When we give into SlothChick, even for a moment, we are denying our BlissChick.

I'll say this a million more times, I'm sure, but as the Dalai Lama says, "Constant effort." Not "Sometimes effort." Not "Effort When You Feel Like It." Not "Effort When Everything Is Going Your Way and The Sun Is Shining."

But "CONSTANT EFFORT."

We must declare nothing short of spiritual warfare on our SlothChicks.

We are talking about knowing our path and then saying "but I will not walk it today."

What? We don't have time for that. We have limited moments and so much to do. So many paintings to create and so many books to write and so much love to share.

This life we have been given is a beautiful thing, even when it is hard. We are here to say "yes."

You feel SlothChick coming on? Kick her to the curb.
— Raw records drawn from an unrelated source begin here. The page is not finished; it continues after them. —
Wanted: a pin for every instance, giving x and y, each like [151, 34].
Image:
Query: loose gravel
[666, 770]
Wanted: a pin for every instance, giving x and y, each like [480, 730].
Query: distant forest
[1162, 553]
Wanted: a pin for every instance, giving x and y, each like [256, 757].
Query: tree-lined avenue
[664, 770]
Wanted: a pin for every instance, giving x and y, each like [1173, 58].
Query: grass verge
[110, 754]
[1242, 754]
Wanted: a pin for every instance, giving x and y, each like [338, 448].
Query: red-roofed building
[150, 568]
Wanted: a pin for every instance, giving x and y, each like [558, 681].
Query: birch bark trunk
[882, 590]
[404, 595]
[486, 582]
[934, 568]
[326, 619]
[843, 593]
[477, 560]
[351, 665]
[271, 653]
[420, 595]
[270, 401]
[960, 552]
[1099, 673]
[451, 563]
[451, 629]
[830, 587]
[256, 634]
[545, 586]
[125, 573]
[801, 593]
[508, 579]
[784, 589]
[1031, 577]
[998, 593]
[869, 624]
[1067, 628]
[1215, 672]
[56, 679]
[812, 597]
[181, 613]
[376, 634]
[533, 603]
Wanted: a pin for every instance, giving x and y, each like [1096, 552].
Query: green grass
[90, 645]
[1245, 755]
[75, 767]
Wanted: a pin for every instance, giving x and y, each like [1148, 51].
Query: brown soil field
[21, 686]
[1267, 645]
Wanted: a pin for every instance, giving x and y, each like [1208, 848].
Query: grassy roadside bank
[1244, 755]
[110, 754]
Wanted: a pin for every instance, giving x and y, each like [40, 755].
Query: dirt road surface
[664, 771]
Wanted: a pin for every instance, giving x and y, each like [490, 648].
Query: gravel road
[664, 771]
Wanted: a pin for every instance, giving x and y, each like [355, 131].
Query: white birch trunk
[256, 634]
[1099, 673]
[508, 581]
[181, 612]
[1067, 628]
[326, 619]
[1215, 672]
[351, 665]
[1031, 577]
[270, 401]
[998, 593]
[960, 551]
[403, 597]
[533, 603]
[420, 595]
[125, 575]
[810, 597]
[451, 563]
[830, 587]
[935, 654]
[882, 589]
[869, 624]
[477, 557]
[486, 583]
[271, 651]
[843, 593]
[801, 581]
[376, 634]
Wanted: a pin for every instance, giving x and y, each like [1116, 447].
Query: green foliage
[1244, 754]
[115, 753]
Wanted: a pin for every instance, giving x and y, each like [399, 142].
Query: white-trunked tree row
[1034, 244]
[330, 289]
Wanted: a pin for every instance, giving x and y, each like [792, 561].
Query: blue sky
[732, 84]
Get moving. Do what it takes.

No one ever said it would easy, but it will be worth it.

6 comments:

ecoyogi said...

Your reminder about what sin really is (via Aquinas) is really helpful and timely. I've been sick *all* week, and I can feel how much of a payoff my SlothChick is getting. I haven't done a bit of writing, though I've had time and am not completely out of commission. On the other hand, I'm allowing myself time to do something so important that I don't get to in a normal "productive" week: reading. For hours at a time!

As one who is trying to become a laboratory, in my own body/mind, for the being/doing conundrum I'm not sure that the war metaphor works. Unless I can make war with love! Sometimes that's all the SlothChick needs--nurturing, knowing she's not *bad*. And sometimes that does mean curling up in the sun with my dog and giving myself some much needed time to Be in the presence of my Self. The one that is caring and generous...even with me.
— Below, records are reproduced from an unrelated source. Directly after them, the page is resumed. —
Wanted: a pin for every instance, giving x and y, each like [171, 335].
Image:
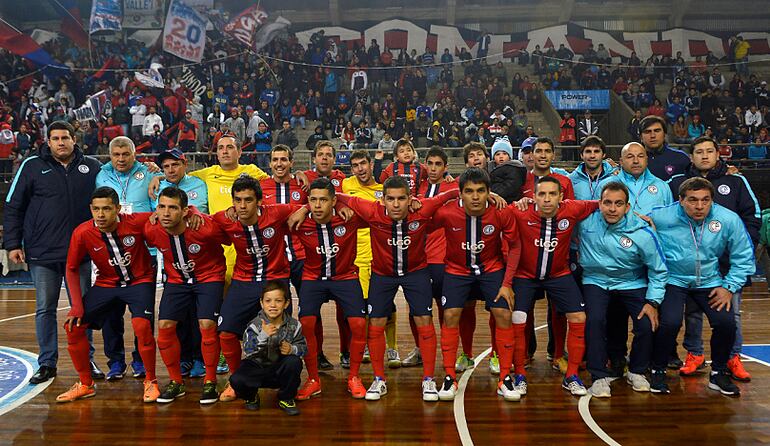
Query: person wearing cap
[507, 174]
[187, 133]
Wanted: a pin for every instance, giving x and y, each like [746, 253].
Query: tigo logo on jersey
[548, 246]
[626, 242]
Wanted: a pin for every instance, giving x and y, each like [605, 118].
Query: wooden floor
[548, 415]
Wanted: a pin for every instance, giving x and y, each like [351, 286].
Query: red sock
[377, 350]
[576, 345]
[413, 327]
[559, 328]
[427, 344]
[168, 344]
[319, 335]
[143, 332]
[311, 358]
[231, 349]
[493, 334]
[449, 348]
[210, 352]
[520, 348]
[505, 348]
[77, 346]
[357, 343]
[467, 327]
[345, 335]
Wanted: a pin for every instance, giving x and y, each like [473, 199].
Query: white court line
[459, 403]
[28, 315]
[585, 414]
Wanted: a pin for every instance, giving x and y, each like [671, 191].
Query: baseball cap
[171, 154]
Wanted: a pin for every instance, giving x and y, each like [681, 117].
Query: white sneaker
[377, 390]
[448, 389]
[601, 388]
[429, 391]
[505, 389]
[638, 382]
[394, 360]
[413, 359]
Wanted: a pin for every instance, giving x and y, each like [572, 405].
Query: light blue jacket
[585, 188]
[646, 192]
[722, 231]
[623, 256]
[197, 192]
[135, 183]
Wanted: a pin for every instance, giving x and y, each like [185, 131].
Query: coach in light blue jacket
[646, 190]
[695, 233]
[622, 262]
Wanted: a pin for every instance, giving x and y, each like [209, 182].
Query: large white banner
[185, 32]
[144, 14]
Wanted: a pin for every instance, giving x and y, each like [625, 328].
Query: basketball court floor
[547, 415]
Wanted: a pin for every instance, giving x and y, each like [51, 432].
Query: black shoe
[209, 395]
[721, 382]
[96, 372]
[288, 406]
[253, 404]
[43, 374]
[675, 363]
[658, 382]
[323, 363]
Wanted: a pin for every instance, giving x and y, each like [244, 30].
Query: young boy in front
[273, 344]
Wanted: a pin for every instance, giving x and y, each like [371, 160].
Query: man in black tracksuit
[48, 198]
[734, 193]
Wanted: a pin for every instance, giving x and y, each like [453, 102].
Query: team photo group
[243, 261]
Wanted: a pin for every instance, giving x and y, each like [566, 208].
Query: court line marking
[585, 414]
[459, 403]
[8, 319]
[39, 388]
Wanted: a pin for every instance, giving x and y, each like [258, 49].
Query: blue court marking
[757, 352]
[16, 367]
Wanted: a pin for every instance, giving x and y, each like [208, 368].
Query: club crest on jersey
[626, 242]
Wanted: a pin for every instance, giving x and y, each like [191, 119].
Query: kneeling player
[195, 268]
[125, 276]
[474, 234]
[273, 343]
[329, 273]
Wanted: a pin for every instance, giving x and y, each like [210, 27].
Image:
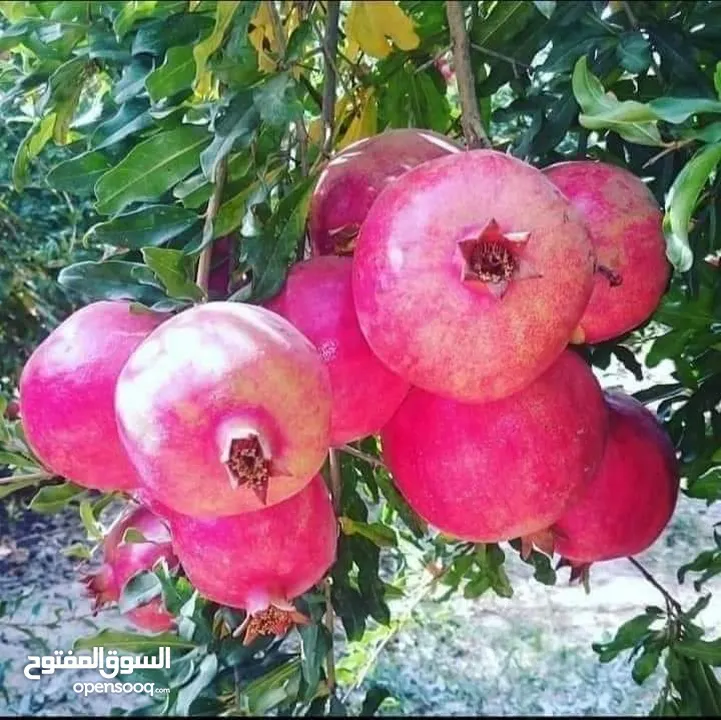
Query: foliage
[190, 121]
How do others navigate this in a world that honors material creation (even if it's "spiritual") over consciousness itself? It is my biggest struggle.

blisschick said...

Usually, I wait to respond, but I think it might be important to clarify a few points/terms.

In my original version of this post, I had some sentences that I took out about the nature of sloth, namely that sloth is NOT about rest and rejuvination. As Waugh points out, it's totally about the denial of joy, and very, very often, joy comes from those very slow and beautiful things. When we, as a culture, think of rest and rejuvenation as "lazy," it reminds me of our Puritan/Protestant beginnings. Idle hands are the devil's tools and all that. But, as Aruna says, spiritual work is much harder than physical labor.
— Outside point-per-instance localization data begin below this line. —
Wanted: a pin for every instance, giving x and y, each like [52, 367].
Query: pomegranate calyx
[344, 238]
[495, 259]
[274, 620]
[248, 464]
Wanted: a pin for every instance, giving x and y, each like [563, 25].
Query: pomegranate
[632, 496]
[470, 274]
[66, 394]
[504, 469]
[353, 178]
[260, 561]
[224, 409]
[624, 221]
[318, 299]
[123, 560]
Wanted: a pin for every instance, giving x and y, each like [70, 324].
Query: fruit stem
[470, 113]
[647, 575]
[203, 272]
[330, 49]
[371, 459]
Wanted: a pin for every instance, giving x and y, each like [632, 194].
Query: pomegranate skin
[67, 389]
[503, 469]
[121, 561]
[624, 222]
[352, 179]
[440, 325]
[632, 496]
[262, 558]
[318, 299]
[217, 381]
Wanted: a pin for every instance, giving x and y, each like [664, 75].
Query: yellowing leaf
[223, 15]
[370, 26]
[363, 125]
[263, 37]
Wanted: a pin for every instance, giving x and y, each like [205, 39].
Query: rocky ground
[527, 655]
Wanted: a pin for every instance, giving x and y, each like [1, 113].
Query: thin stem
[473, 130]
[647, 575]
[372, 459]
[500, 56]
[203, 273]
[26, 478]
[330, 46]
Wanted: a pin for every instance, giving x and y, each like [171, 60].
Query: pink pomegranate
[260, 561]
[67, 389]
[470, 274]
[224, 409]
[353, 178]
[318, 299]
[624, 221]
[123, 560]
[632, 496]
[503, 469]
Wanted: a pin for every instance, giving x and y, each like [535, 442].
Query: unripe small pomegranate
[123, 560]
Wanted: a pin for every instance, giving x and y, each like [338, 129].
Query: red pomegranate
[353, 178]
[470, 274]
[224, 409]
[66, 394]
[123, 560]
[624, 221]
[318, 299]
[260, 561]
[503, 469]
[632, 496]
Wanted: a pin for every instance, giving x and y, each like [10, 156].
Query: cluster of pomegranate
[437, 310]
And the word "war," I believe, is a great metaphor for how serious this work is. I think of the Bhagavad Gita -- a text that is written completely in war metaphor to teach us about our internal demons and how they must be fought and defeated.

When you curl up on the couch with your dog, you're not nurturing SlothChick but rather BlissChick, because in that moment, you are totally saying "yes." SlothChick prefers the word "no."

epiphanygirl said...

I love your call to kick SlothChick (great name!) to the curb. I spent a good bit of yesterday doing some organizing around the house and listening to one of Caroline Myss's lectures. She introduces a necessary amount of "get over it!" thinking that is meant to give you the stamina to really find your true self. I really like the way your post echoes that.
On the slothier side of things as I was looking something up in a Stephen Cope book tonight I thought about his calm voice and his great stories and wondered if he ever had those days when it just seemed easier not to practice all that he preaches. It seemed liberating to just think of him saying "screw it!" He's human, so I am sure he does, but I am thinking it is way more important to focus on your idea of "constant effort" than it is to try to think of potentially sublime slackers!
Thanks for the great food for thought. --Marisa

Val said...

This is yet another great post. This is just what I needed to hear today. Thank you.

megg said...

fabulous and EXACTLY what I needed to read this morning - at 10am - still in my jammies and reading bloglines! - maybe there will be inspiration there - and there WAS!!!

I've been lounging with my Slothchick all week long. Today I think I will be strong enough to kick her out. (Or maybe give her a bathroom to clean as punnishment - giggle!)

Thanks!!

Teaching Kids Yoga said...

Hopefully slothchick gets bored soon!